Audio Quality Metrics: A Comprehensive Reference
Introduction
Audio quality evaluation spans multiple domains, each with specialized metrics designed for specific acoustic scenarios. This living reference consolidates metrics across speech processing, music analysis, spatial audio, and environmental soundscapes.
Last updated: January 14, 2025
Status: 🟢 Actively maintained
Speech Level Variation
Metrics for assessing speech level consistency and dynamics.
Active Speech Level (ASL)
Description: Measures the active speech level excluding pauses and silent segments.
How it works: Applies voice activity detection (VAD) to isolate speech regions, then calculates RMS level of active segments.

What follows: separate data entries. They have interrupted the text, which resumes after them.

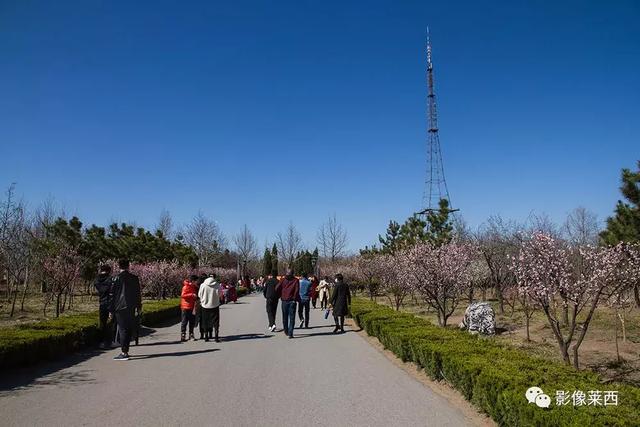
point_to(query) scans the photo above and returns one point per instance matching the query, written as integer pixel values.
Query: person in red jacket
(314, 291)
(289, 291)
(187, 306)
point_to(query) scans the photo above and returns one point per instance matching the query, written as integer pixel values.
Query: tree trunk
(624, 329)
(616, 335)
(441, 321)
(58, 295)
(15, 298)
(500, 299)
(25, 287)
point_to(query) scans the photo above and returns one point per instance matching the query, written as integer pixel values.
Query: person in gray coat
(340, 301)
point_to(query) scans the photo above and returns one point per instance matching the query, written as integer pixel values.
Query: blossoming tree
(440, 274)
(562, 280)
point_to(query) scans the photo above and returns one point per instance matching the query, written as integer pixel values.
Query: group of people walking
(120, 299)
(200, 299)
(303, 293)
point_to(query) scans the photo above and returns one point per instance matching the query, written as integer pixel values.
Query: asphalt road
(249, 379)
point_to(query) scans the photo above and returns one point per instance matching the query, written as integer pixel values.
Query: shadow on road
(146, 344)
(50, 373)
(244, 337)
(174, 354)
(319, 327)
(319, 334)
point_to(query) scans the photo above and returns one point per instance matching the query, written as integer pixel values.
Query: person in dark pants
(187, 307)
(209, 295)
(340, 301)
(271, 297)
(103, 286)
(125, 301)
(289, 290)
(305, 300)
(314, 291)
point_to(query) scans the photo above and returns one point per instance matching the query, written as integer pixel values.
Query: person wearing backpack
(271, 296)
(209, 295)
(305, 300)
(125, 302)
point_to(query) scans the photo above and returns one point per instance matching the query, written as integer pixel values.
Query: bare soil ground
(32, 312)
(597, 352)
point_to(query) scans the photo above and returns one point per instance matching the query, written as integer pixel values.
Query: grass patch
(494, 376)
(49, 339)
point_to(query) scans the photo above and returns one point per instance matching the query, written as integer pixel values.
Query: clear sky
(262, 112)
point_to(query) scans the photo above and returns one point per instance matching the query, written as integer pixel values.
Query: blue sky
(263, 112)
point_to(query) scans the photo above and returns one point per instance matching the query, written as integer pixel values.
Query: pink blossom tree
(562, 280)
(440, 274)
(61, 267)
(389, 274)
(367, 272)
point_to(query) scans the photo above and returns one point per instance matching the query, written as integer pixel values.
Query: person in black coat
(125, 300)
(271, 295)
(103, 286)
(340, 301)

Formula: \(\text{ASL} = 10 \log_{10} \left( \frac{1}{N} \sum_{i=1}^{N} x_i^2 \right)\) where \(x_i\) are active speech samples.
Libraries:
- Python:
pydub,librosa - MATLAB: Audio Toolbox
References:
Loudness (ITU-R BS.1770)
Description: Perceptually weighted loudness measurement for broadcast audio.
How it works: Applies K-weighting filter to approximate human loudness perception, integrates over time.
Libraries:
- Python:
pyloudnorm - C++:
libebur128
Datasets:
References:
Overall Audio Quality
Broad metrics for general audio fidelity.

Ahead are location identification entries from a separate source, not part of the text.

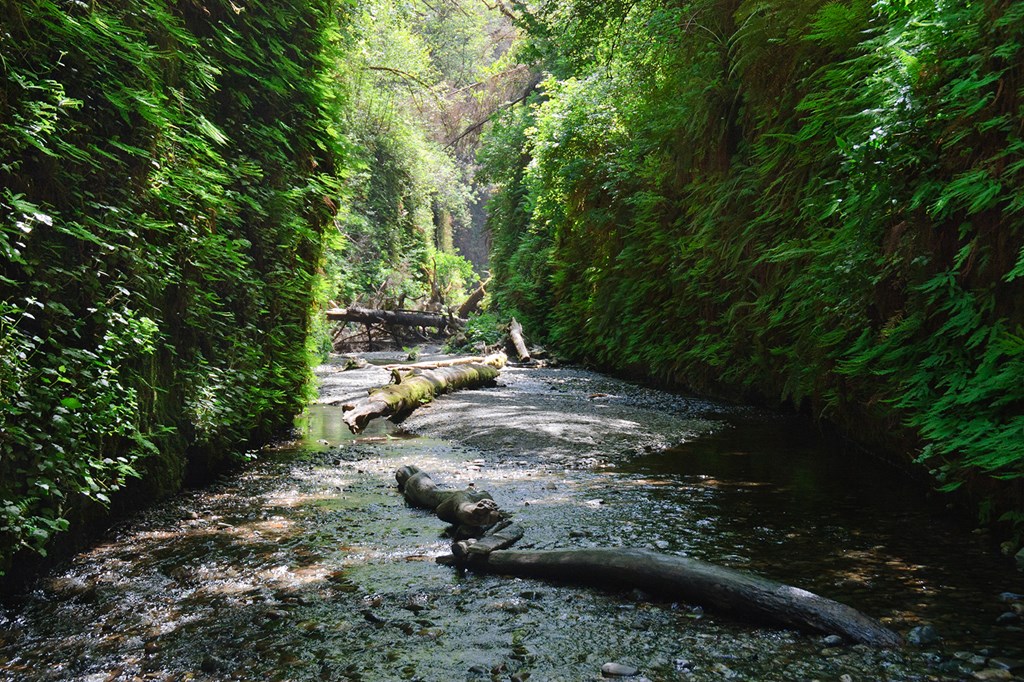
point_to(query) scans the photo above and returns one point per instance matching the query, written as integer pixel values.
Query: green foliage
(164, 167)
(814, 202)
(481, 328)
(409, 194)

Signal-to-Noise Ratio (SNR)
Description: Ratio of signal power to noise power, expressed in dB.
How it works: \(\text{SNR} = 10 \log_{10} \left( \frac{P_{\text{signal}}}{P_{\text{noise}}} \right)\)
Limitations: Does not correlate well with perceptual quality.
Libraries:
- Python:
scipy.signal,numpy - MATLAB: Built-in
snr()function
References:
Perceptual Evaluation of Audio Quality (PEAQ)
Description: ITU standard for objective audio quality measurement, designed for codec evaluation.
How it works: Psychoacoustic model comparing reference and degraded signals across frequency bands.
Libraries:
- C: GstPEAQ (GStreamer plugin)
- MATLAB: Third-party implementations available
Datasets:
References:
Speech Quality
Metrics specifically for telephony and VoIP.
Perceptual Evaluation of Speech Quality (PESQ)
Description: ITU standard for predicting speech quality in telecom networks.
How it works: Time-aligned comparison of reference and degraded signals through perceptual model. Output: MOS-LQO (0.5 to 4.5 scale).
Libraries:
- Python:
pesq(via pip) - C: Official ITU implementation
Datasets:
References:
- ITU-T P.862: Perceptual evaluation of speech quality (PESQ)
- Rix, A.W., et al. (2001). “Perceptual evaluation of speech quality (PESQ) – a new method for speech quality assessment of telephone networks and codecs”
Perceptual Objective Listening Quality Assessment (POLQA)
Description: Successor to PESQ, supporting wideband and super-wideband speech.
How it works: Advanced perceptual model with improved handling of time warping and codec artifacts.
Libraries:
- Commercial: POLQA by OPTICOM
- Python: Limited open-source implementations
References:
Speech Enhancement
Metrics for evaluating noise suppression and enhancement algorithms.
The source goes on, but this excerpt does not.